There is an itch that is ever present in the mind of a songwriter. You can never completely quell the sensation…at times it’s lost in the sound of distorted and screaming guitars, sometimes muffled in the 4/4 pound of a kick drum, but as soon as the last chord fades it comes back…and never stops asking for more.

That’s what the last 30 years has been for Jay Farrar. A constant circle of creation, release, retreat, and creation. He’s more Guy Clark than Townes Van Zandt. More Neil Young than The Who. A coal fueled train tracing the tracks of the American Condition over and over until the wheels come off.

Most importantly, he still has something to say. He isn’t taking Son Volt on nostalgia tours. He isn’t playing “the hits” and cashing checks. He’s putting out relevant work at age 52. Work as relevant as he did when he was a kid in Southern, IL in the late 80’s.

Son Volt’s latest release Union opens with one of the most eloquent quatrains Farrar has ever penned…

Mountains of money men dressed up as news

And we fiddle while Rome burns.

Pissing away what others died to create

And we fiddle while Rome burns

His ability to see through the sheen of modern life and into the ills of society remains as clear as a perfect spring St. Louis skyline. The highlights on this record are too vast to each be examined in one article. Farrar speaks of the current “administration” in the executive branch, the true crisis at the border that has nothing to do with a so called invasion, and what it is to write and perform songs.

Devil May Care is a clear reflection on 3 decades of songwriting…travelling coast to coast…hitting nearly every zip code with a stage and microphone…still searching for his truer sound…still trying to paint a masterpiece. From selling the majority of his gear…not for need of cash, but because every songwriter knows there’s only so many songs in a guitar, and on occasion you need a new paintbrush, to the sound of ringing guitar strings, Farrar perfectly plucks every note.

High power harmonic fidelity boost high pass filter on a balanced line

Or a Cigarette on a headstock, all the same, just make it rhyme

And the Devil may care and the Devil Care when the Devil makes his rounds

And the Devil may care and the Devil Care when the Devil comes around

 

Not many still have their fastball after three decades of writing and running. Living what the great Robbie Robertson once called “A god damned impossible way of life.” Jay Farrar still has his, and this midlife renaissance is a thing of wonder. The work of just this decade, three critically acclaimed records, would be impressive for a brand new band, let alone one putting out records 7, 8, and 9.

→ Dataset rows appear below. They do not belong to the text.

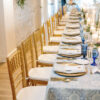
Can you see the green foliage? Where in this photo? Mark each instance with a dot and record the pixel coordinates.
(90, 33)
(21, 3)
(85, 21)
(97, 45)
(97, 23)
(88, 28)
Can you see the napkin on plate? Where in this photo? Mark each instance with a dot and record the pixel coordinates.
(95, 70)
(69, 52)
(71, 40)
(81, 61)
(69, 69)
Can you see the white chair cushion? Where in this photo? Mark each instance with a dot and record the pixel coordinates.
(50, 49)
(55, 39)
(62, 22)
(58, 32)
(47, 58)
(32, 93)
(40, 73)
(61, 27)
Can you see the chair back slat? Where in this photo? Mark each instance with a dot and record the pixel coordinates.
(16, 73)
(38, 43)
(43, 34)
(29, 57)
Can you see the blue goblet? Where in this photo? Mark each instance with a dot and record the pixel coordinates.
(95, 54)
(84, 50)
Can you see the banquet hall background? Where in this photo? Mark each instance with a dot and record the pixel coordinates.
(18, 23)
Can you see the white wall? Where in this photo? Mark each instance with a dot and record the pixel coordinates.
(27, 19)
(7, 32)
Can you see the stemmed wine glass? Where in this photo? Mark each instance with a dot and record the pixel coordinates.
(95, 55)
(84, 50)
(83, 39)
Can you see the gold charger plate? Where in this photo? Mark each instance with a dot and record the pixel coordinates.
(73, 43)
(71, 75)
(71, 34)
(74, 55)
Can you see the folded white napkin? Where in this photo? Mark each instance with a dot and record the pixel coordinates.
(69, 52)
(71, 40)
(71, 47)
(81, 61)
(69, 69)
(72, 25)
(95, 70)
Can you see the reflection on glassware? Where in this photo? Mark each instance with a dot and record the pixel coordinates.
(84, 50)
(83, 39)
(95, 55)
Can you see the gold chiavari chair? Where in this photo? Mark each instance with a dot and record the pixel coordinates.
(60, 25)
(37, 75)
(17, 79)
(56, 32)
(42, 59)
(52, 40)
(47, 49)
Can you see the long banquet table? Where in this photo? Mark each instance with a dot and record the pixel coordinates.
(86, 87)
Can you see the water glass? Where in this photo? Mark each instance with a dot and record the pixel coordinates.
(95, 55)
(84, 50)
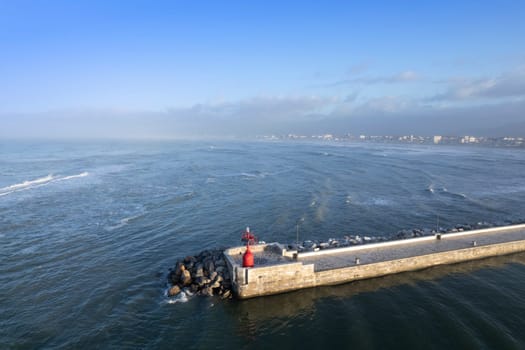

Farrar, always looking outward, singing of injustices, and the wrongs of the powerful versus the powerless, sings in the 1st person a true stranger’s narrative.

They say I’m a criminal

What do they know

Rounded up my friends without papers to show

They wanna send us back…back to Mexico

He sees what’s happening at the man-made borders of a country he calls his own and doesn’t run from it, he doesn’t hide it in romance or metaphor. He speaks it plain, lays it bare for clear examination of anyone within earshot. Jay Farrar three decades later…trying with all his might to give voice to the voiceless…that is Jay Farrar. That is Son Volt’s Union.